5.  Forgiveness takes understanding.  Again, understand that the perpetrator is another human being and that something in their past may have triggered their inappropriate reaction to the situation.   Also consider whether you might have contributed to the situation somehow in the past or present sense.  Were they reacting to something that you said or did?    This does not right the wrong, or lay the blame on you, but it may help you to have some perspective as to what they were thinking or feeling.

6.  Forgiveness is nothing to be embarrassed about.    If someone hurt you intentionally, put aside your embarrassment and your shame - they are the one who should be ashamed.  If the hurt was unintentional, if they were ever worthy of being a part of your life in the first place, they already feel bad and are probably hoping you will forgive them.
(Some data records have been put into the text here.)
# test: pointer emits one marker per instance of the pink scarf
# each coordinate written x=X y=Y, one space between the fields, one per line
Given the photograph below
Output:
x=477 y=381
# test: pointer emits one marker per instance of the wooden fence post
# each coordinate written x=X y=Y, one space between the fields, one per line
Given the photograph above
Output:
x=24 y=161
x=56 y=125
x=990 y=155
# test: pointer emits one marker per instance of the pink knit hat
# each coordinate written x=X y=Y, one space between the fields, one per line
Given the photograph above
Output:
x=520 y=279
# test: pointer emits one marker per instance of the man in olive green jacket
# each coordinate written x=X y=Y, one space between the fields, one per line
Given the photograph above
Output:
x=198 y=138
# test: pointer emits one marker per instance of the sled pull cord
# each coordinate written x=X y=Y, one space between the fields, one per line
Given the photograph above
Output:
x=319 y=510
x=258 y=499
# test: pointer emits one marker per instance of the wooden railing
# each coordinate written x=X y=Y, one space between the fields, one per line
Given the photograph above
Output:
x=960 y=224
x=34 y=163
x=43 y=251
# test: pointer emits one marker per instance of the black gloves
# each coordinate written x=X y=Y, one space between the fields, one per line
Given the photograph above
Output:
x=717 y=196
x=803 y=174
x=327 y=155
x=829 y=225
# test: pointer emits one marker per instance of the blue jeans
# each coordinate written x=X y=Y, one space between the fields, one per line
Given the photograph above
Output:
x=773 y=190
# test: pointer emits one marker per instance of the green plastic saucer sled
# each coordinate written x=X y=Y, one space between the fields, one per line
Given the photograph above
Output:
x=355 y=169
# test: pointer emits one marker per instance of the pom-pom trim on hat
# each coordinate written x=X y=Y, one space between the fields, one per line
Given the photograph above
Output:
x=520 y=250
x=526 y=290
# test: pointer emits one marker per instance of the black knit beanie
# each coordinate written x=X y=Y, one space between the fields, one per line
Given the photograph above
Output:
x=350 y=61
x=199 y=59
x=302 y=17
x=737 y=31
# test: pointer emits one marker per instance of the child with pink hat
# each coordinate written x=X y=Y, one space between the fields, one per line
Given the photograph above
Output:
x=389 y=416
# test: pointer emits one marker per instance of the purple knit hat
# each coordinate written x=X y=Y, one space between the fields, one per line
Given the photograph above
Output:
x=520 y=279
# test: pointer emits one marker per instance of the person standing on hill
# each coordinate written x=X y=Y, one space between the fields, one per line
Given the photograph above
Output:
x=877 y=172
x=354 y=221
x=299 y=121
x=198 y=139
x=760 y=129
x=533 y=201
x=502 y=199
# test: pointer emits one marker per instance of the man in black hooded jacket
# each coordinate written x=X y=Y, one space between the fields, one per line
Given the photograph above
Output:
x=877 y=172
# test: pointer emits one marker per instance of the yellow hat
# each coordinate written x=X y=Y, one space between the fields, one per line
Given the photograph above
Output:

7.  Forgiveness does not mean that you must place your trust in this person again, or even include them in your life.  Consider whether or not this person is worthy of being a part of your extraordinary life - forgiving someone is not the same thing as trusting them again.  Forgive and forget are two separate things.

8.  Forgiveness will set you free.  Forgiveness in and of itself is the first step towards healing.  The more you practice patience and tolerance, the better you will get at forgiveness.   Then one day you will wake up and realize how uncluttered your mind has become now that you aren't harboring any resentment towards anyone.

During the course of a lifetime we experience any number of unfortunate interactions with other human beings, and those times where others either intentionally or unintentionally hurt us can be extremely difficult to deal with.   We cannot erase those experiences forever from our mind, but by developing patience and tolerance towards other human beings, we can learn to be forgiving.  Forgive just one person today, put the past in the past, its a great feeling, then go out and live your extraordinary life.



Notes from Ro:

You can learn more about simplifying your personal relationships in Joshua Becker's new e-book Inside-Out Simplicity.  I  have also read and very much like Mr. Becker's other book "Becoming Minimalist"  In addition I recently read and found very helpful, Leo Babauta's  The Simple Guide to a Minimalist Life and Zen Habits for Life.



tym said...

Thank you so much for this Truth. It is so simple yet it is not easy. Please continue to share your wisdom and experiences. You are helping others..

Ro said...

Thank you Tym for your kind words and encouragement!